Background
This two-volume compendium of surimono in the Chester Beatty Library, Dublin, is arguably the most important study of the print genre published in English.
As the book jacket states, "There is no more comprehensive collection of surimono in Europe than the one which the English scholar Jack Hillier began to assemble in the 1950s for the Chester Beatty Library, Dublin: this book provides an illustrated catalogue of the collection. The first and largest of its three sections includes surimono in the Ukiyo-e style produced in Edo between the 1760s and 1840s. The second includes the privately printed illustrated books and albums which are also in the library.

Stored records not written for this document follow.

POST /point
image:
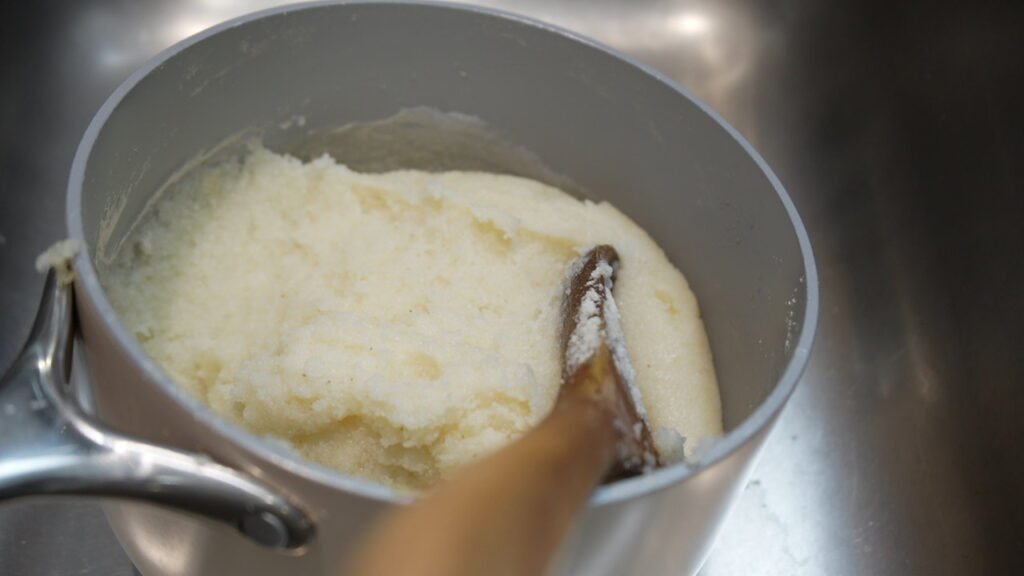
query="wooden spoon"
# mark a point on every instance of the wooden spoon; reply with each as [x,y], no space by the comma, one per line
[507,513]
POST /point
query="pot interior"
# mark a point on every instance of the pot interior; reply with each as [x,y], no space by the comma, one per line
[529,101]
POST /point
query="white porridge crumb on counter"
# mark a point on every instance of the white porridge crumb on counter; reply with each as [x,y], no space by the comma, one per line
[58,257]
[395,326]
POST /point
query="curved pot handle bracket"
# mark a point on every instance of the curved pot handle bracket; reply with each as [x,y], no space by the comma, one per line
[49,446]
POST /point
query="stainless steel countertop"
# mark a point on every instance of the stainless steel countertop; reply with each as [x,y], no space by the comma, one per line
[896,128]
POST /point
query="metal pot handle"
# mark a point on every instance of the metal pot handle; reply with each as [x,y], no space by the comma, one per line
[49,446]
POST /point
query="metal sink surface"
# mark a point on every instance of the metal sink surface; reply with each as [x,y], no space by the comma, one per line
[895,126]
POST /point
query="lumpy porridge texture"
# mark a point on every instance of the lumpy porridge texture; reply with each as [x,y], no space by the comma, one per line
[394,326]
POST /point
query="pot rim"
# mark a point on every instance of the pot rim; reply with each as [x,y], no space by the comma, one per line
[88,286]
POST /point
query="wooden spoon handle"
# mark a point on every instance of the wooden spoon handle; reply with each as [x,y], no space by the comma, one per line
[505,515]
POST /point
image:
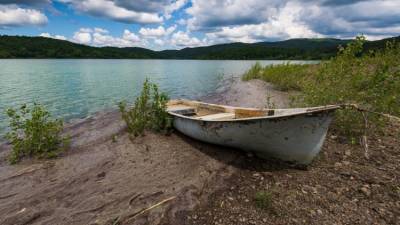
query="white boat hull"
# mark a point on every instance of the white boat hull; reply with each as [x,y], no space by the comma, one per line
[297,138]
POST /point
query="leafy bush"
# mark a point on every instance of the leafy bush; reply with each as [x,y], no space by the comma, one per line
[148,112]
[370,80]
[34,133]
[284,76]
[254,72]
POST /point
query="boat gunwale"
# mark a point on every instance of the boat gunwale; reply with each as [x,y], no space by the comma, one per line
[313,110]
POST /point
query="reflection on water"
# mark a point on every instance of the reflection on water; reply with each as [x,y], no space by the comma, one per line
[78,88]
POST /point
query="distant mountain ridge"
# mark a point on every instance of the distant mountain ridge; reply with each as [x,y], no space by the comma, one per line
[302,49]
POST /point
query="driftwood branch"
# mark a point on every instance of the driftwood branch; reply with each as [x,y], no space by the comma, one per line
[142,211]
[358,108]
[364,138]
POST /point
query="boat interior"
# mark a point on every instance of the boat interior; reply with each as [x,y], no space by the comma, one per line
[206,111]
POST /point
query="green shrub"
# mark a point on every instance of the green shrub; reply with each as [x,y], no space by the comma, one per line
[34,133]
[263,200]
[254,72]
[148,112]
[370,80]
[284,76]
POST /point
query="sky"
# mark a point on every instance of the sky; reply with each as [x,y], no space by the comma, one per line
[176,24]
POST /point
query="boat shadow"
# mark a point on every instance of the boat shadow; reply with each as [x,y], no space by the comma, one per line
[238,158]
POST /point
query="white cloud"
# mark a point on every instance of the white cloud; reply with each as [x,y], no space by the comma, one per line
[173,6]
[100,30]
[260,20]
[100,37]
[82,37]
[108,9]
[48,35]
[183,39]
[159,42]
[283,25]
[156,32]
[12,15]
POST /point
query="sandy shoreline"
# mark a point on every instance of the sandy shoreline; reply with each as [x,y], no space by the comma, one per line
[95,181]
[99,181]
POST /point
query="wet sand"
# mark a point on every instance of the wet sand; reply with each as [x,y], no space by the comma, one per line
[101,181]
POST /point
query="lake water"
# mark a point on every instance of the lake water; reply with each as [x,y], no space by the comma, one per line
[78,88]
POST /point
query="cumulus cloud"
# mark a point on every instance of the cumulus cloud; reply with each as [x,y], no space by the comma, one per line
[27,2]
[109,9]
[182,39]
[83,36]
[156,32]
[258,20]
[100,37]
[138,11]
[48,35]
[13,15]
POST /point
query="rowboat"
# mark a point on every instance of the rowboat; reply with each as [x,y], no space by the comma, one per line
[294,135]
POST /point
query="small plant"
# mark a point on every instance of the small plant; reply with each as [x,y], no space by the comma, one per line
[254,72]
[270,102]
[148,112]
[34,133]
[370,80]
[263,199]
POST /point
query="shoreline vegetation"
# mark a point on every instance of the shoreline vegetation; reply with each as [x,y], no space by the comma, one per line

The third consists of prints by artists of the Shijô school, mostly created in Osaka 1850-70. The catalogue is preceded by a historical introduction: biographies of the artists are given before the relevant entries and two final sections are devoted respectively to an index of the kyoka poets whose verses appear on the surimono in the first section and to later copies of the prints."
Description
London (1985), 2 vols., hardcover (red cloth); Fine condition with fine dust jackets, like new (lacks the plain blue slip case); Illustrated throughout in black-and-white and color, with 516 plates and 16 figures; vol. I, 288pp; vol. II, 281pp. (569 total pp.); ISBN 0-85667-176-2; Fully indexed, bibliography, out of print.